A Superintendência da Polícia Federal em Minas Gerais encerrou a investigação sobre a morte de Luiz Philipi Machado de Moraes Mourão, conhecido como “Sicário” no Banco Master. A PF concluiu que o óbito ocorreu por suicídio, sem participação de terceiros ou coação psicológica.
Peritos cruzaram depoimentos, mensagens e imagens registradas na cela, avaliando ainda o possível uso de drogas psicotrópicas. O relatório foi apresentado ao ministro André Mendonça, relator do processo no STF, nesta quinta-feira (23).
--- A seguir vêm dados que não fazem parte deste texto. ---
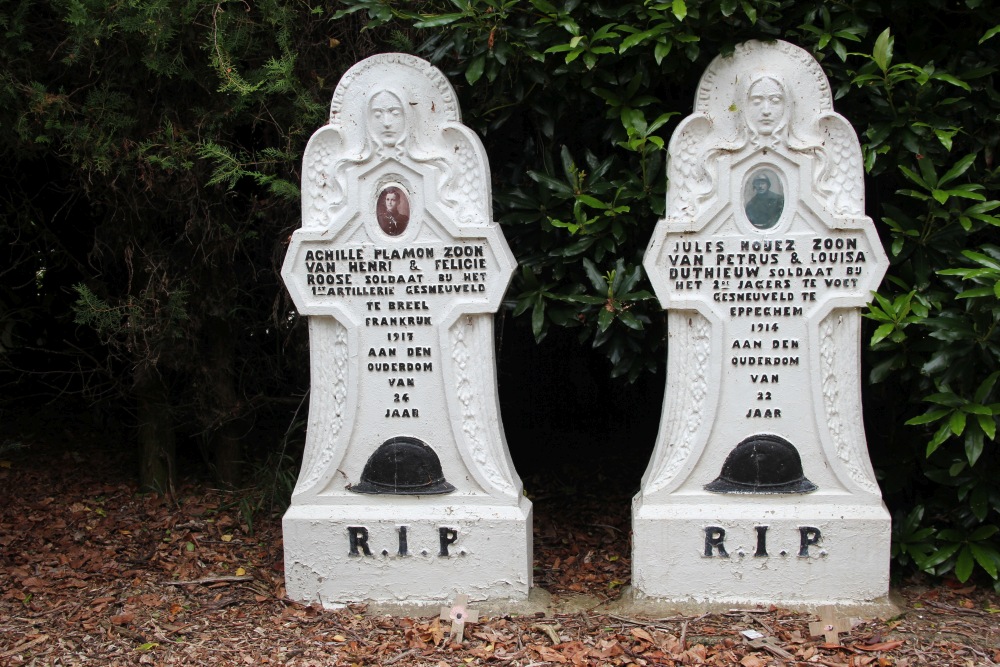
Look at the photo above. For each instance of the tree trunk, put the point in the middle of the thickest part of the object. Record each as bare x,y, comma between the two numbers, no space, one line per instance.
225,439
155,432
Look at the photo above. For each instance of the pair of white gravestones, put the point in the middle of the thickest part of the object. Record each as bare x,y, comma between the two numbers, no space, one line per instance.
760,487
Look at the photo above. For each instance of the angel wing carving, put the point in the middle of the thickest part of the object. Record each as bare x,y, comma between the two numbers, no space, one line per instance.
322,188
466,187
688,181
840,181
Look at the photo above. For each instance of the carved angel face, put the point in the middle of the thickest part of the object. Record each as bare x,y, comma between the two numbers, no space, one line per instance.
386,119
766,106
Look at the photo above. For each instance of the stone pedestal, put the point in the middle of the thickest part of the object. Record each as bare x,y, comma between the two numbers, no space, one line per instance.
406,492
760,488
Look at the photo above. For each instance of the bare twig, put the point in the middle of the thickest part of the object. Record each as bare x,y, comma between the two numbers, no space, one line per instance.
208,580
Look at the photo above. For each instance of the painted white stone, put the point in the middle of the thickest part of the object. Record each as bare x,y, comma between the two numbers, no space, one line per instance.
400,267
763,283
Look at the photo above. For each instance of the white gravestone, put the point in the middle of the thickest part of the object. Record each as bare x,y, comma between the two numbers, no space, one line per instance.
760,488
406,492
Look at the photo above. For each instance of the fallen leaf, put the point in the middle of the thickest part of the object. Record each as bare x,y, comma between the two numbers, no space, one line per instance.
639,633
123,619
884,646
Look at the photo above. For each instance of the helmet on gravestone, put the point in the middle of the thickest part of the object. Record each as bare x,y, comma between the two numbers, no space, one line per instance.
762,463
403,466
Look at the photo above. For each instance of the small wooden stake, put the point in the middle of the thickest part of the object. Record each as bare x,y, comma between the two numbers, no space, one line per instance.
829,625
459,614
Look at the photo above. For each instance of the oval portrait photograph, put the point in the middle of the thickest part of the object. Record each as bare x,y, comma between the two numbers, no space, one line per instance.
393,210
763,198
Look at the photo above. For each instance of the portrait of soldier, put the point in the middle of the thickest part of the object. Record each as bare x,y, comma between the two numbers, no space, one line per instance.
765,206
393,211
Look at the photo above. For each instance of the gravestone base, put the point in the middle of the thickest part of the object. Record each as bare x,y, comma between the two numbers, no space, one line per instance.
489,551
847,546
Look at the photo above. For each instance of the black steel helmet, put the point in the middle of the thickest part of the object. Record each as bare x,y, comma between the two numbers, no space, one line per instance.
403,466
762,463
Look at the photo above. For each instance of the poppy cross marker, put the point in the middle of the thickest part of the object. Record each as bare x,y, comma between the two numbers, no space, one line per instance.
459,614
829,625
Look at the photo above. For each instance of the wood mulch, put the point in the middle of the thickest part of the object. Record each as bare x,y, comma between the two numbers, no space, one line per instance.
92,572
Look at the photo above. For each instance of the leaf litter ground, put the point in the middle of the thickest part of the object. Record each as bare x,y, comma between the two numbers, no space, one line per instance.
93,572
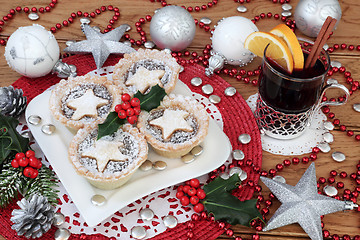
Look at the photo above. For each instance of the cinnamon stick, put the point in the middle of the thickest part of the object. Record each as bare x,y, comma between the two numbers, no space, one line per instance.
320,41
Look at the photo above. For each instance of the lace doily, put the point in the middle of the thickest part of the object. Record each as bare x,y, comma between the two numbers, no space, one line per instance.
312,136
119,225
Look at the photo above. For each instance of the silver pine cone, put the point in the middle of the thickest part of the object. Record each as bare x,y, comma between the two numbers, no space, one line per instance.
12,101
34,218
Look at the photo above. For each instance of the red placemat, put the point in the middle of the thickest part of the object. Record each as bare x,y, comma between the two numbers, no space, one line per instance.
237,118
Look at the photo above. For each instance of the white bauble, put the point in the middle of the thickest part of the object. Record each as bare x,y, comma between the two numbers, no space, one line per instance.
228,39
310,15
32,51
172,27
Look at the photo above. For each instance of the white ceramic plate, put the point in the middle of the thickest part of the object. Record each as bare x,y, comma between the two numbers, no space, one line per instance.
55,147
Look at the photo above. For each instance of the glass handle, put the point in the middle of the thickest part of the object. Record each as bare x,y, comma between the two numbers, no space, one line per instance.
330,103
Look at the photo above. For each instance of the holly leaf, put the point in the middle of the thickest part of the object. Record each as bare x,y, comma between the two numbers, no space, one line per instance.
152,99
227,207
18,143
5,142
111,125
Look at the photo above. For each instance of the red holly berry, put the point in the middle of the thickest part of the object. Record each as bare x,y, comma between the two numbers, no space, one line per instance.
125,105
130,112
199,207
118,108
19,156
33,162
23,162
201,194
132,119
179,194
194,200
30,153
184,200
137,110
15,163
195,182
135,102
125,97
122,114
191,192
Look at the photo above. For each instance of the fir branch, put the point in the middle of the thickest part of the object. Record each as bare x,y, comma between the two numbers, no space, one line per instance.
45,184
9,182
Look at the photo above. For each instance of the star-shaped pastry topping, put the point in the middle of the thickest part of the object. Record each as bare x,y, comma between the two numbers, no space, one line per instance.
101,45
86,105
171,121
104,151
144,78
302,204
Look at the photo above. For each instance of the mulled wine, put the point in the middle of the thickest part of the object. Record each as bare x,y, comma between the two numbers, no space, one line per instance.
291,93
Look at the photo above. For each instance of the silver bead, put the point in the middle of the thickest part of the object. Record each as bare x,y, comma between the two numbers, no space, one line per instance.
146,214
329,125
331,81
328,137
170,221
324,147
146,166
33,16
159,165
286,7
205,20
85,20
62,234
207,89
238,154
215,99
286,14
230,91
98,200
59,219
138,232
279,179
356,107
244,138
48,129
197,150
338,156
196,81
335,63
34,120
149,44
188,158
241,9
330,190
235,170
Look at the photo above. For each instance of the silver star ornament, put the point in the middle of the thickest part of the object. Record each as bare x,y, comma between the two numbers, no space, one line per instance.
101,45
303,204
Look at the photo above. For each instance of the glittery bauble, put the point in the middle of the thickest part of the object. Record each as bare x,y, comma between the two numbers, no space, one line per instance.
172,27
310,15
32,51
229,37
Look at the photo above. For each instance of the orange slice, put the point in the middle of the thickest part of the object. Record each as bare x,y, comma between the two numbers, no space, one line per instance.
285,33
277,49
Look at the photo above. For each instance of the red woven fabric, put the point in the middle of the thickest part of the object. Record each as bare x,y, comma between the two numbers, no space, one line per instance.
237,118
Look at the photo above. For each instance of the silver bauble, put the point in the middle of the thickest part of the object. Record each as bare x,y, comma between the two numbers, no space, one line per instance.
310,15
172,27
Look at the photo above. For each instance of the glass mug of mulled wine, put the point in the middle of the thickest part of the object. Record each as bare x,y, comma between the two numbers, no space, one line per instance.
287,102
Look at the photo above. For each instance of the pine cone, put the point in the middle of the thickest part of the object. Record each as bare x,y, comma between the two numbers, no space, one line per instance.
34,218
12,101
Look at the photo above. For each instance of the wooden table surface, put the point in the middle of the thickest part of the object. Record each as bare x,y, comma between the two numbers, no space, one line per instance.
347,32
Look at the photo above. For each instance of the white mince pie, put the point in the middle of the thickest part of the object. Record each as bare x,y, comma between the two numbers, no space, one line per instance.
109,162
84,100
176,126
140,70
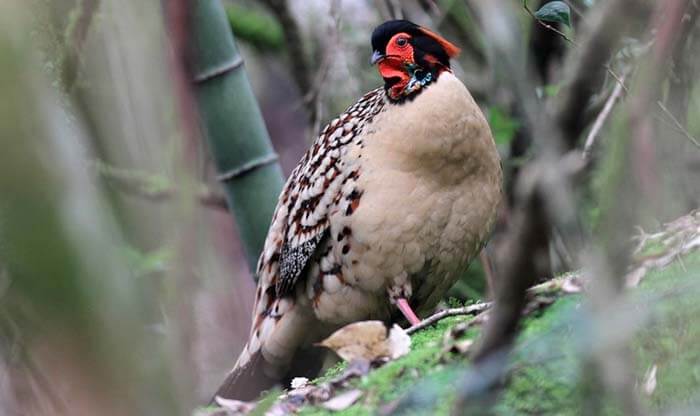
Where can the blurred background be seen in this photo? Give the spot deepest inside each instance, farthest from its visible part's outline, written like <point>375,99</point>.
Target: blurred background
<point>124,285</point>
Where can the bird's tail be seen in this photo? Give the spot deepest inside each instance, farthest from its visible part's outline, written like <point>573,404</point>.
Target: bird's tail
<point>279,348</point>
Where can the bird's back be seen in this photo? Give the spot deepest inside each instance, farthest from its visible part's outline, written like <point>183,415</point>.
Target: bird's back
<point>392,200</point>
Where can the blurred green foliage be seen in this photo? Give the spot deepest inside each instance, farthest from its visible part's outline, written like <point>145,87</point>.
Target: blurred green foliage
<point>503,125</point>
<point>256,28</point>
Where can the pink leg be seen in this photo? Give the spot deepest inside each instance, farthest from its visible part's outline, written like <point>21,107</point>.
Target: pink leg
<point>406,310</point>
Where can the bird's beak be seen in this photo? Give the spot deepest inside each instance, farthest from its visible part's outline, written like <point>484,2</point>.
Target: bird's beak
<point>376,57</point>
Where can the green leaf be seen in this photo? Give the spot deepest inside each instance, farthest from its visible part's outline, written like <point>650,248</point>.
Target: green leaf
<point>555,12</point>
<point>503,126</point>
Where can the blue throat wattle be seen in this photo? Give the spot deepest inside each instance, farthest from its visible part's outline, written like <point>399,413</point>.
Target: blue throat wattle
<point>419,79</point>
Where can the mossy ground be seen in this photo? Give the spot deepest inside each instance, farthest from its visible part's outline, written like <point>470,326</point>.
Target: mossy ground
<point>550,358</point>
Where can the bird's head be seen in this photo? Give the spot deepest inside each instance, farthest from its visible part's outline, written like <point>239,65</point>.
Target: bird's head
<point>409,57</point>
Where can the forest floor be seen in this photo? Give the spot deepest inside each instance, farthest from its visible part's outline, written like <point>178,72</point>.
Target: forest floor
<point>552,354</point>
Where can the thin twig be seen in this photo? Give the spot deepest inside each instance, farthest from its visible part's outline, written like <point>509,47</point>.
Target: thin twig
<point>602,117</point>
<point>678,125</point>
<point>446,313</point>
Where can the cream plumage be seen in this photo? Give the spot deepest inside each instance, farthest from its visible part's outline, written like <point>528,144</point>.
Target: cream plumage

A PF instaurou o inquérito em março para apurar as condições da detenção na Superintendência Regional da PF em Minas Gerais, relacionado à Operação Compliance Zero, que investiga um rombo financeiro ligado ao Master. Mourão integrava o esquema, segundo as investigações.
Daniel Vorcaro, apontado como principal articulador, também foi detido. A PF descreveu Mourão como atuante na organização e responsável por executar ações de vigilância, acesso a dados restritos e táticas de intimidação.
O relatório indica que Mourão recebia pagamentos mensais de cerca de R$ 1 milhão, enviados por Vorcaro como contrapartida pelo cumprimento de tarefas ilegais. A avaliação reforça a ideia de Mourão como executor direto das ações criminosas.
Sobre a morte
A investigação avaliou o papel de Mourão na dinâmica violenta da organização, incluindo mensagens entre ele e Vorcaro que indicariam uma relação de comando e execução. O objetivo é esclarecer responsabilidades no caso.
Próximos passos
Após o recebimento do relatório, Mendonça deve encaminhar as conclusões à Procuradoria-Geral da República para definir os próximos passos, incluindo eventuais encaminhamentos legais ou arquivamento do caso.